The Melrose Cultural Council is part of a statewide network of 329 Local Cultural Councils serving all 351 cities and towns in the commonwealth. The LCC Program is the largest grassroots cultural funding network in the nation, supporting thousands of community-based projects in the arts, sciences and humanities. The State Legislature provides an annual appropriation to the Massachusetts Cultural Council, a state agency, which then allocates funds to each community. Decisions about which activities to support are made at the community level by a board of local volunteers who live or work in the community. Thirty-one applications were submitted by the October 17, 2016 deadline.
The Melrose Council requires that a proposal meet the eligibility guidelines, then gives first priority to applications that have broad public benefit, a solid budget, a confirmed date and have secured venues. The grant cannot be used to fully fund a project. First time applicants who are considering applying for the 2018 grant cycle are encouraged to contact email@example.com in advance of the October 2017 deadline. If asked, the council can provide helpful grant writing feedback and guidance on the online submission process. New applicants and original ideas are considered favorably.

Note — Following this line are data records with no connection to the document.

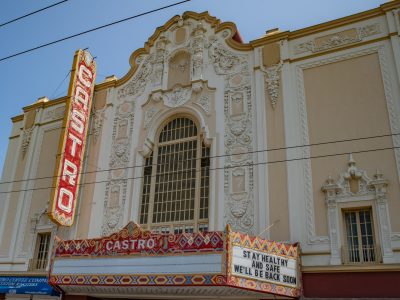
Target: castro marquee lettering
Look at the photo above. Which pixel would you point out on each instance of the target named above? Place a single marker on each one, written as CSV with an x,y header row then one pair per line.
x,y
132,245
263,266
72,143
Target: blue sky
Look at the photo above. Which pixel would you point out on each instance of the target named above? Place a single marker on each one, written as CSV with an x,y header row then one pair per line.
x,y
25,78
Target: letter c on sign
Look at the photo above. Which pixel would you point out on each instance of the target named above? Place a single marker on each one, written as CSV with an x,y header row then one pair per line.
x,y
65,194
83,79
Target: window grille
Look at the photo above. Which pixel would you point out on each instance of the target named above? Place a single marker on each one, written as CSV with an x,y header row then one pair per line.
x,y
360,244
175,190
42,251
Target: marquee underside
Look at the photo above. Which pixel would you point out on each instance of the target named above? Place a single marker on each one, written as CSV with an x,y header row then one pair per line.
x,y
166,292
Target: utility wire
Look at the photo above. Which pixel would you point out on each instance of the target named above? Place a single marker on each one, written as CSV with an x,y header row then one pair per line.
x,y
210,157
91,30
52,95
214,169
32,13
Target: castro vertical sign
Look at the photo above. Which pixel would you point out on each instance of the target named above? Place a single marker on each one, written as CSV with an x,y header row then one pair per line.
x,y
73,139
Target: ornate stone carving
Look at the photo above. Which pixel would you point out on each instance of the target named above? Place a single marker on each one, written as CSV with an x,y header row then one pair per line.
x,y
137,84
115,196
238,183
396,15
224,60
197,50
338,39
204,102
158,68
26,139
354,185
116,189
178,96
180,65
148,116
98,120
272,80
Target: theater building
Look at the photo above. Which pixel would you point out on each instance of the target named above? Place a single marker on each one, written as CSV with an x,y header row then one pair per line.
x,y
214,168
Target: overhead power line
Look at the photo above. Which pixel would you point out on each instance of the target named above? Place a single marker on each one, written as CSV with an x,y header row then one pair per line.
x,y
32,13
91,30
216,168
213,157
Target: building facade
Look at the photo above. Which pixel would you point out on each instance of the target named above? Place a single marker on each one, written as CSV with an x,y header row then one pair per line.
x,y
292,137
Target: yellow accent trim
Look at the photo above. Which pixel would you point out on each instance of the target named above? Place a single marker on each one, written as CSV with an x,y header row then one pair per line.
x,y
340,49
352,268
216,23
45,104
375,12
24,273
316,253
18,118
105,85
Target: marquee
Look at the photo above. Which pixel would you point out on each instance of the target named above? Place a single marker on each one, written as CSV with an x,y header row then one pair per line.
x,y
211,263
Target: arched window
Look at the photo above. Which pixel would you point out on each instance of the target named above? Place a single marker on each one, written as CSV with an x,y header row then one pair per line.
x,y
176,180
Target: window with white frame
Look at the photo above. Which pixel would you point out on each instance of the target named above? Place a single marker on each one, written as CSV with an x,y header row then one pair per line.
x,y
360,242
175,193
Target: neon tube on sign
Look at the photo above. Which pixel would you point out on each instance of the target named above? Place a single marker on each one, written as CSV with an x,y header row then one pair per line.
x,y
73,139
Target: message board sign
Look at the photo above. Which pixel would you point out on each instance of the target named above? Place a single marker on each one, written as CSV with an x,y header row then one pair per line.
x,y
262,266
73,139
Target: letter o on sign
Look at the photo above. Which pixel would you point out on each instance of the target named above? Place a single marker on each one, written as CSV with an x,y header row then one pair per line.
x,y
65,200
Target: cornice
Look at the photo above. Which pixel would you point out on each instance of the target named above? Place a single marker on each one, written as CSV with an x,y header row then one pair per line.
x,y
352,268
45,104
291,35
336,23
105,85
213,21
359,44
18,118
24,273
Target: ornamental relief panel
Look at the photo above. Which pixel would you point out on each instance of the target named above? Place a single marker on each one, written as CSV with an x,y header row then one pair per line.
x,y
224,60
138,82
116,187
353,186
239,177
345,37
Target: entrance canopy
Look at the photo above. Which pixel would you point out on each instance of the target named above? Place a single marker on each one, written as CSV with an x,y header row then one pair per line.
x,y
135,262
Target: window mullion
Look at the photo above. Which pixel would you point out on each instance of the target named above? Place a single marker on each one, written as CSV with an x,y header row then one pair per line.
x,y
359,236
198,184
152,187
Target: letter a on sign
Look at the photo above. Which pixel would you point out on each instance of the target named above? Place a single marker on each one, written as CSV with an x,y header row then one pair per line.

Information and applications can be found online at www.melroseculture.org and on Facebook.
The 2017 grant recipients are The Beethoven Society; The Fourth Annual Intergenerational Spring Fling; Davis Bates and Roger Tincknell; Delvena Theatre Company; Franklin Early Childhood Center; Friends of the Melrose Public Library; Melrose Bandaiders; Melrose Online Community Calendar; Melrose Daycare Center; Melrose School Orchestra Parents Organization; Melrose Grad Night; Melrose Symphony Orchestra; North Suburban Child and Family Resource Network; Northeast Division of Music Educators Association; Polymnia Choral Society; Roger Tincknell; Roosevelt Elementary School PTO; Ryan D. Hayward, preservation historian; and Sally Frank’s Farmers Market. The grant recipients also include reduced Stoneham Theatre ticket prices for Melrose youth and seniors, and Temple Beth Shalom’s Keeping Jazz Alive program.
Current members of the Melrose Cultural Council are Jessi Eisdorfer, Gail Fertig, Arleen Frasca , Sara Gravante, Martha Grover, Karen Konicek, Luke Miller, Kris Rodolico, Dorothy Travis and Mike Zwirko.
“The Melrose Cultural Council enthusiastically encourages all residents to participate in the arts locally,” said Grover in a news release. “Your participation, while enriching your own life in a positive way, makes Melrose a thriving and vital community for all.”